The really old one does not have a “QWERTY” keyboard. And it’s missing a key? I never would have looked…but (OCD) – “H” – it’s replaced by ‘tel.’ Oh well, go figure. They must have lost one. If I had to drop a letter it would be “Q.” Oh no! Not “Q.” I’m not saying I would. But if you had to lose a letter… I’m not implying that I have lost it…
You know I would never remember its name unless someone I know (equal age) uttered the words. Of course! Yup! That’s’ what it is. What? It was left beside roadside construction to warn drivers of hazard. They don’t have them anymore. Imagine what people save and restore to display in antique stores. No! I do not want one. Today the blinking yellow warning lights are battery operated and they set off my radar detector too. Yes, the things i will take a picture of…

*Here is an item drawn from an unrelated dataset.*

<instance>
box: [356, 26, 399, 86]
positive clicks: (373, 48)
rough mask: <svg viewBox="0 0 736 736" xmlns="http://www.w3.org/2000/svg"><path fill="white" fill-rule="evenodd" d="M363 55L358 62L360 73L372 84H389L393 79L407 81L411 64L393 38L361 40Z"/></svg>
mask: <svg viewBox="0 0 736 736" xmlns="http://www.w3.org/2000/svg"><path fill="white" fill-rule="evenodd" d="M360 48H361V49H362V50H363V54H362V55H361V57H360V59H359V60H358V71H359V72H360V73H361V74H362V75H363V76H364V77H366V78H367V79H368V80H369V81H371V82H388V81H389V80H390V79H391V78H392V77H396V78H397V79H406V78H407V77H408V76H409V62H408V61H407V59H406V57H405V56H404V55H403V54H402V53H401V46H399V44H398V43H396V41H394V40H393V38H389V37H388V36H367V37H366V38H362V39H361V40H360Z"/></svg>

Vending machines. No, those are not real (stale) packs of cigarettes. Classic brands! You don’t see these machines around any longer. We regulate and ban just about everything. But you can still legally buy cancer. Then, we have health care to take care of it. There’s one catch. You can’t buy health. And vending machines don’t sell cigarettes any more. Ah! Two…

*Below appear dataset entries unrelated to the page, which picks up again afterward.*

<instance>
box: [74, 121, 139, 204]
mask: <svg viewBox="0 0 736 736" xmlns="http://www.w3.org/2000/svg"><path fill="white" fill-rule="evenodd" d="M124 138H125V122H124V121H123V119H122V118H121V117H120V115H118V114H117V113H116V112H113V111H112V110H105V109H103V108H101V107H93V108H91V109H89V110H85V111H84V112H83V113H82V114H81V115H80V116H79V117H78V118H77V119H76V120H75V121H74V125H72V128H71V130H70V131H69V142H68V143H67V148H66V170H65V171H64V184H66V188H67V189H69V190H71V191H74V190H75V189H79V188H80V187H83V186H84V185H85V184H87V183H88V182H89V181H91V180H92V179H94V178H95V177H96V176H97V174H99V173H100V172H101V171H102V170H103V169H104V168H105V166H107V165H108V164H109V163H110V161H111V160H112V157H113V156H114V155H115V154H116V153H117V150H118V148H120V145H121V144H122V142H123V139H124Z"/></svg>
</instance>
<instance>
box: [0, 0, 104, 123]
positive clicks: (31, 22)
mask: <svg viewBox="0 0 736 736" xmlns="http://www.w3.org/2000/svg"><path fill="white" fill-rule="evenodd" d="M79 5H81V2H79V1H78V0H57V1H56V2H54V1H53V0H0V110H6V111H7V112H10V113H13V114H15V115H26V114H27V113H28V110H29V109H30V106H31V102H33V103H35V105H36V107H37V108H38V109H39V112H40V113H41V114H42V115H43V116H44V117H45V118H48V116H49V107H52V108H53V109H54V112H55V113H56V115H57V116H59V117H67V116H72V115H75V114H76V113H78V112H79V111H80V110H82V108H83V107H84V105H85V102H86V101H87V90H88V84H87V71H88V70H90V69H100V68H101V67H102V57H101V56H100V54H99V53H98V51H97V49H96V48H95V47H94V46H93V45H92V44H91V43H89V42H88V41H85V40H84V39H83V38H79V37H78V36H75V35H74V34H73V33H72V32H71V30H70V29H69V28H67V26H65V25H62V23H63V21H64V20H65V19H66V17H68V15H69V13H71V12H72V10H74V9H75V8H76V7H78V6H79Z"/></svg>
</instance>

Here are some recent signs I’ve run across. Old brands are fun. You may remember some. Or not. If you are certain age, then this is silly stuff. Someday you will have your own history to recall. Hey! These are such old signs that some of them are meaningless to me too.
I shoot images of the American flag when I come across them. Recently there were a series of patriotic shots in a row. Nice. Yay team! Lately, I’ve wondered which team and whether I support the coach. Sorry, no. Boo, coach!
I go to antique stores. It’s loosely defined as something older than 100 years. Cars don’t often live to one hundred and printed materials are frequently centuries old. I did a typewriter series a little bit ago. Typewriters date back to last century. How quaint! My connection to typewriters is with term papers I typed in the middle of the night. Mistakes were not tolerated (OCD me). Correct tape and erasers were frowned upon. Ah, well, it was an old Underwood for me. You may have used another. There’s a really old one pictured. The label said, “Don’t touch. This is a $500 typewriter.” Ha! Well, I moved the tag. What’s the point? No one uses film cameras any more either. I saw an Argus C3 “brick” for $45 and it’s junk on eBay for $6. You can dream. A treasure is worth what someone else is willing to pay. Anyone want a $500 typewriter?